A aprendizagem na concepção Habermasiana aplicada à educação viabiliza a construção do pensamento crítico, socialização e constituição consciente do conhecimento com bases históricas, sociológicas e culturais representativas das intersubjetividades das pessoas. A prevalência da racionalidade técnico-instrumental é preconizada desde a formação de inicial dos professores e se estende para os demais níveis e modalidades de ensino. Esta instrumentalização teórica, puramente conceitual, determina quais conhecimentos e valores os sujeitos têm acesso, gerando a instrumentalização da vida social, trazendo como consequência o poder e a ideologia do sistema capitalista neoliberal para definir os rumos da educação em detrimento da constituição e das representações do mundo da vida, da cultura e da história das pessoas.

As vivências dos sujeitos no mundo da vida dão origem às experiências a serem discutidas para gerar conhecimento por meio da reflexão e da aprendizagem social para mudanças orgânicas no sistema econômico e político a favor das classes populares.

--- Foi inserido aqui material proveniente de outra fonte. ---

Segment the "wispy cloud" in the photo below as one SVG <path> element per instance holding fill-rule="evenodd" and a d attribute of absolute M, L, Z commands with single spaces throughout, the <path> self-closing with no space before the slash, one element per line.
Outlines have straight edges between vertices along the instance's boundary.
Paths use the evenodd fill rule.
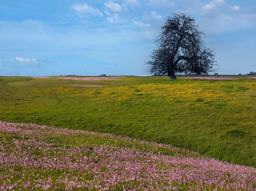
<path fill-rule="evenodd" d="M 151 12 L 151 13 L 153 17 L 157 20 L 162 19 L 162 15 L 157 15 L 156 14 L 156 12 L 155 11 L 152 11 Z"/>
<path fill-rule="evenodd" d="M 123 10 L 123 7 L 118 3 L 109 1 L 104 4 L 104 6 L 115 12 L 119 12 Z"/>
<path fill-rule="evenodd" d="M 211 1 L 209 4 L 205 5 L 203 6 L 203 8 L 205 9 L 210 9 L 215 7 L 217 5 L 225 2 L 225 0 L 214 0 Z"/>
<path fill-rule="evenodd" d="M 234 5 L 233 6 L 230 7 L 230 8 L 232 10 L 234 10 L 234 11 L 238 11 L 238 10 L 241 9 L 241 7 L 240 7 L 240 6 L 238 6 L 237 5 Z"/>
<path fill-rule="evenodd" d="M 149 24 L 144 24 L 144 23 L 140 21 L 137 21 L 134 20 L 133 22 L 137 25 L 139 25 L 139 26 L 140 26 L 141 27 L 150 27 L 150 25 Z"/>
<path fill-rule="evenodd" d="M 19 57 L 16 57 L 15 58 L 16 59 L 16 60 L 23 63 L 25 63 L 26 62 L 29 62 L 30 61 L 30 59 L 29 58 L 23 58 Z"/>
<path fill-rule="evenodd" d="M 100 16 L 103 16 L 103 14 L 98 9 L 89 6 L 85 3 L 83 4 L 73 5 L 71 6 L 71 8 L 75 11 L 77 14 L 80 15 L 90 15 Z"/>
<path fill-rule="evenodd" d="M 115 22 L 120 21 L 119 16 L 117 14 L 110 14 L 107 11 L 105 11 L 105 13 L 108 16 L 107 17 L 107 19 L 110 22 Z"/>

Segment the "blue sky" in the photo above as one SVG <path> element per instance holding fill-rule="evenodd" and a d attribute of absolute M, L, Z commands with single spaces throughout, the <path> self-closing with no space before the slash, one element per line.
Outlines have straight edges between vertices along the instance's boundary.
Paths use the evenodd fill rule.
<path fill-rule="evenodd" d="M 1 0 L 0 76 L 147 76 L 167 16 L 195 18 L 219 74 L 256 72 L 256 0 Z"/>

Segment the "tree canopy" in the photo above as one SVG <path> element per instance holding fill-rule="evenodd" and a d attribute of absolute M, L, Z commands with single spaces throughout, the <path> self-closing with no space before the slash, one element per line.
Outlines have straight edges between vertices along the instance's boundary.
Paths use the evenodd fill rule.
<path fill-rule="evenodd" d="M 155 40 L 157 48 L 146 62 L 148 71 L 166 74 L 176 79 L 175 74 L 207 75 L 215 71 L 214 51 L 205 48 L 195 20 L 184 13 L 173 14 L 167 17 Z"/>

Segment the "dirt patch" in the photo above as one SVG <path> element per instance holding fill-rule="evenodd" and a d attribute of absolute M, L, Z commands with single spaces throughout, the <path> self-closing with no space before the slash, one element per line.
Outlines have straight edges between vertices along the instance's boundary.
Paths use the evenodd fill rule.
<path fill-rule="evenodd" d="M 33 77 L 34 78 L 37 79 L 41 79 L 42 78 L 52 78 L 52 76 L 38 76 L 37 77 Z"/>
<path fill-rule="evenodd" d="M 71 86 L 83 86 L 84 87 L 103 87 L 104 86 L 101 85 L 70 85 Z"/>
<path fill-rule="evenodd" d="M 214 77 L 184 77 L 182 78 L 186 78 L 189 79 L 199 79 L 202 80 L 233 80 L 237 79 L 233 78 L 215 78 Z"/>
<path fill-rule="evenodd" d="M 74 80 L 82 81 L 93 81 L 96 80 L 114 80 L 120 78 L 124 78 L 125 76 L 115 76 L 114 77 L 89 77 L 88 78 L 76 78 L 75 77 L 59 77 L 59 78 L 67 80 Z"/>

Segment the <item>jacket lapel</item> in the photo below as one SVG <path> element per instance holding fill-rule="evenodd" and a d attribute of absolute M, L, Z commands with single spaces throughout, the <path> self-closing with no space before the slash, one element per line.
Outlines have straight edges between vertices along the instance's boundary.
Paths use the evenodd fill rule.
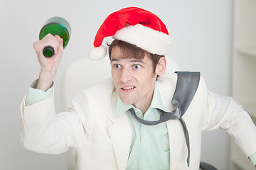
<path fill-rule="evenodd" d="M 117 92 L 114 91 L 109 119 L 113 123 L 108 128 L 112 141 L 118 169 L 125 169 L 132 140 L 131 127 L 126 113 L 117 117 L 115 112 Z"/>

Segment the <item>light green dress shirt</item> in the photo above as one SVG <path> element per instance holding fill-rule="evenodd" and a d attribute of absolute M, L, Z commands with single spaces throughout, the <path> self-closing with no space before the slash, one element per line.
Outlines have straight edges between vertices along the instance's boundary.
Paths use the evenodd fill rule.
<path fill-rule="evenodd" d="M 156 108 L 169 111 L 164 106 L 157 86 L 155 87 L 151 106 L 143 116 L 132 105 L 125 104 L 118 97 L 117 114 L 125 114 L 134 108 L 136 115 L 146 120 L 158 120 L 160 113 Z M 132 128 L 132 142 L 127 169 L 155 170 L 170 169 L 170 150 L 166 123 L 156 125 L 145 125 L 128 116 Z"/>
<path fill-rule="evenodd" d="M 36 89 L 37 83 L 38 80 L 36 80 L 28 87 L 26 106 L 33 105 L 43 101 L 49 97 L 53 93 L 53 82 L 51 87 L 46 92 L 42 90 Z M 117 114 L 124 114 L 126 110 L 132 107 L 134 108 L 132 105 L 125 105 L 119 98 L 117 98 Z M 142 113 L 139 109 L 135 108 L 135 113 L 140 118 L 147 120 L 156 120 L 159 118 L 159 113 L 154 109 L 155 108 L 169 111 L 165 108 L 157 87 L 155 88 L 151 106 L 145 113 L 144 118 L 143 118 Z M 141 169 L 168 169 L 168 167 L 169 167 L 170 151 L 169 150 L 166 123 L 160 123 L 158 125 L 146 127 L 146 125 L 139 124 L 129 116 L 129 118 L 132 127 L 132 138 L 127 169 L 138 169 L 137 167 L 140 167 Z M 156 128 L 154 129 L 152 127 Z M 160 129 L 158 130 L 158 128 Z M 157 133 L 154 133 L 154 131 L 157 131 Z M 151 135 L 153 135 L 152 137 L 150 136 Z M 145 142 L 145 140 L 149 138 L 150 138 L 150 141 L 146 140 Z M 159 139 L 163 139 L 163 141 L 160 141 Z M 256 153 L 250 155 L 249 157 L 252 164 L 256 166 Z M 159 167 L 158 166 L 160 166 L 159 167 L 161 169 L 151 168 L 153 167 L 151 166 L 154 167 Z"/>

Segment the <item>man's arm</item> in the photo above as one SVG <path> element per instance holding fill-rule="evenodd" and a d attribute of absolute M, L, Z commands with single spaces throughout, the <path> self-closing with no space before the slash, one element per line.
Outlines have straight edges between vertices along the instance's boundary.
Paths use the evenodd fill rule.
<path fill-rule="evenodd" d="M 255 164 L 256 127 L 249 114 L 232 98 L 208 92 L 203 129 L 225 130 Z"/>
<path fill-rule="evenodd" d="M 45 47 L 51 46 L 55 54 L 51 57 L 46 57 L 43 54 Z M 36 89 L 46 91 L 51 86 L 57 68 L 63 52 L 63 40 L 58 36 L 48 34 L 41 40 L 33 44 L 41 65 L 41 72 Z"/>

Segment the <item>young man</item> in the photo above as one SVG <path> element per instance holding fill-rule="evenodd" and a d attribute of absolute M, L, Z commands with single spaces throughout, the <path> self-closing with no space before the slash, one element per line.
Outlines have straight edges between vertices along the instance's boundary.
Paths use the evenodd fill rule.
<path fill-rule="evenodd" d="M 231 98 L 209 92 L 202 77 L 182 116 L 189 140 L 179 120 L 146 125 L 134 118 L 156 121 L 161 112 L 176 109 L 171 101 L 177 75 L 164 74 L 171 38 L 156 16 L 134 7 L 110 14 L 95 36 L 91 58 L 105 56 L 102 43 L 107 36 L 115 39 L 109 47 L 112 78 L 83 89 L 68 111 L 58 114 L 53 80 L 62 40 L 48 35 L 35 42 L 41 71 L 21 105 L 25 147 L 48 154 L 73 147 L 78 169 L 198 169 L 201 131 L 220 128 L 255 161 L 256 128 L 250 116 Z M 42 55 L 48 45 L 55 51 L 51 58 Z"/>

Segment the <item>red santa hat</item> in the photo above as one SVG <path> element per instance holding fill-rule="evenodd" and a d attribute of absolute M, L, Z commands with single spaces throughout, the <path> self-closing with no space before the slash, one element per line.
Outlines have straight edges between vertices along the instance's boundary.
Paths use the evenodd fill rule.
<path fill-rule="evenodd" d="M 122 8 L 107 17 L 97 32 L 90 58 L 98 60 L 107 55 L 102 42 L 110 36 L 159 55 L 169 53 L 172 39 L 158 16 L 137 7 Z"/>

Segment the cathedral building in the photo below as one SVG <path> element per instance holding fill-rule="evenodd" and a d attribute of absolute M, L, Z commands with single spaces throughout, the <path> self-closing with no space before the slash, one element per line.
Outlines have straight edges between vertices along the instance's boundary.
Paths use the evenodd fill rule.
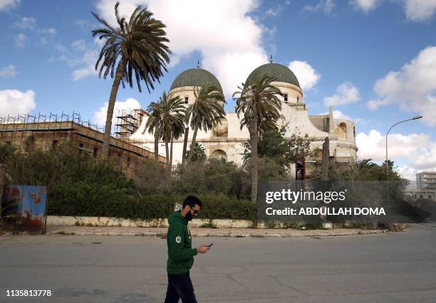
<path fill-rule="evenodd" d="M 353 121 L 335 118 L 331 107 L 326 115 L 309 115 L 304 103 L 303 92 L 295 74 L 287 67 L 273 63 L 272 60 L 253 70 L 246 83 L 251 83 L 264 73 L 276 79 L 271 84 L 284 94 L 283 97 L 279 97 L 282 100 L 282 117 L 278 124 L 279 126 L 286 124 L 284 137 L 290 138 L 294 134 L 299 137 L 307 134 L 311 142 L 313 156 L 304 158 L 302 163 L 294 164 L 295 169 L 291 173 L 295 173 L 294 177 L 299 172 L 302 172 L 303 177 L 300 176 L 298 179 L 304 179 L 305 176 L 310 175 L 317 161 L 321 160 L 326 137 L 329 139 L 331 161 L 347 164 L 355 160 L 358 149 L 355 145 L 355 125 Z M 212 83 L 222 92 L 218 79 L 212 73 L 199 68 L 197 65 L 197 68 L 185 70 L 176 77 L 168 95 L 178 96 L 187 105 L 195 102 L 194 91 L 204 83 Z M 153 134 L 145 131 L 146 122 L 147 117 L 145 117 L 138 129 L 130 135 L 130 139 L 152 151 L 155 138 Z M 192 129 L 190 130 L 188 149 L 193 132 Z M 173 165 L 182 161 L 183 139 L 182 137 L 174 141 Z M 244 127 L 241 129 L 241 119 L 234 112 L 226 113 L 225 119 L 214 129 L 207 132 L 199 129 L 197 135 L 197 142 L 205 149 L 208 158 L 224 159 L 237 165 L 242 164 L 243 144 L 248 139 L 248 129 Z M 160 142 L 160 147 L 163 147 L 163 142 Z M 160 147 L 159 152 L 163 155 L 165 150 L 165 147 Z"/>

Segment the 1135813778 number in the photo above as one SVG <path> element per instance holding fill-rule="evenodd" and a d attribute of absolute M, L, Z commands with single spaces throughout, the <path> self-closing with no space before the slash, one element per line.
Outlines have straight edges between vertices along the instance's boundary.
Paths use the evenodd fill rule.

O sistema sobrepõe-se ao mundo da vida reafirmando as práticas educacionais descoladas da realidade vivenciada, a formação tecnicista é preponderante a formação política, crítica e emancipatória. A hegemonia do sistema capitalista e econômico conduz o processo por meio da instrumentalização do pensamento das pessoas. O negócio e o lucro prevalecem sobre o processo reflexivo e comunicativo da aprendizagem, dificultando e até inviabilizando os processos de construção social do conhecimento.